The minister is wrong on both counts. Firstly, this is hardly a “technical” victory. It goes to the heart of how he and his team have handled the economic crisis since 2008. It is extraordinary that nobody would have raised red flags along the way to warn that any decision made — particularly one involving more than €2bn in loans — would have to be beyond question.

It also beggars belief that when NAMA came into existence that any decisions reached prior to that date could not have been copper-fastened afterwards. In fact, the Supreme Court raises that very issue.

“NAMA could have made a valid decision following establishment,” says the judgment. “It could have done this independently of any prior work of the interim team. It could also have done so by reference to that work. In either event, the essential point is that it would have to be a decision of the NAMA board.”

Counsel for the state argued that while NAMA made no explicit decision, it could be implied, an argument won in the High Court last year.

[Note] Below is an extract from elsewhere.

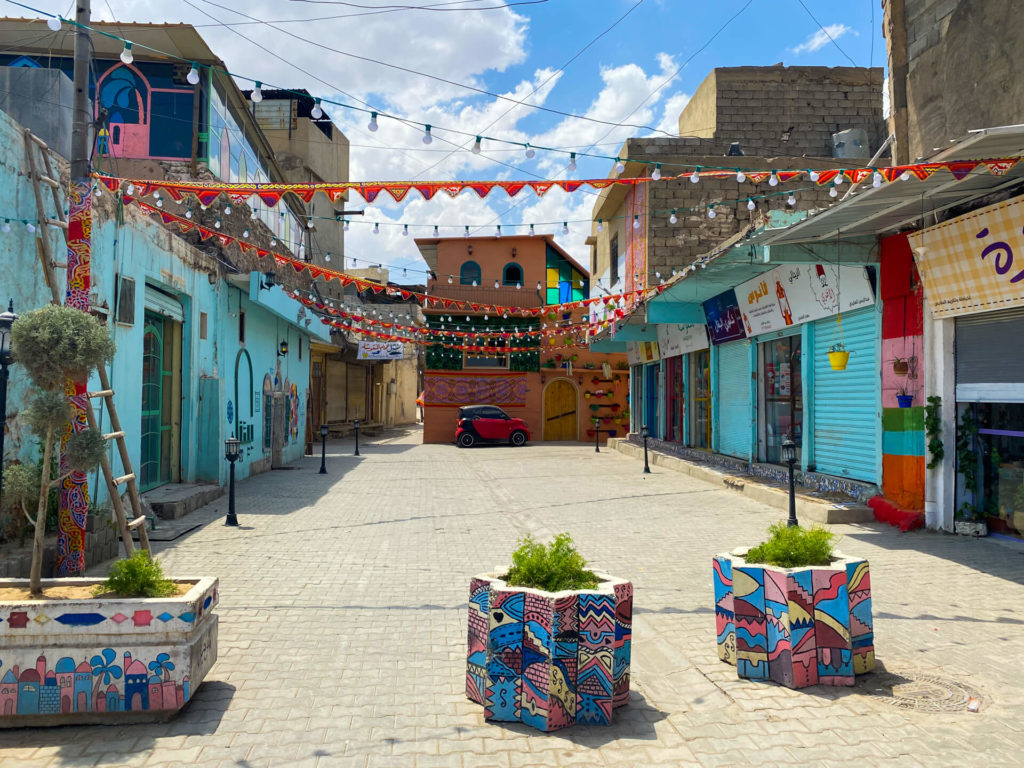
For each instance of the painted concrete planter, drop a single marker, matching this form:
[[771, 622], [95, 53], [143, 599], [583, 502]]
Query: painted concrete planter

However, that was an implication too far for the Supreme Court. In any event the NAMA board considered that the decision on the loans had already been made, which begs the question of how a further decision — implied or otherwise — would have been considered necessary.

The Chief Justice put it succinctly: “It is clear from a reading of all the material offered that the board of NAMA and its officers considered the matter to have been decided on 11th and 14th December. There being in their minds no need for a further decision, it is not surprising that they never purported to make one.”

Despite the ruling, it would probably be presumptive of any straitened developer to crack open the Champagne just yet. The decision is based on the merits of an individual case and is unlikely to have broader implication. Any decisions by NAMA — after it was properly constituted — to acquire loans are likely to be upheld by the courts here, so long as proper procedure and due consideration is shown.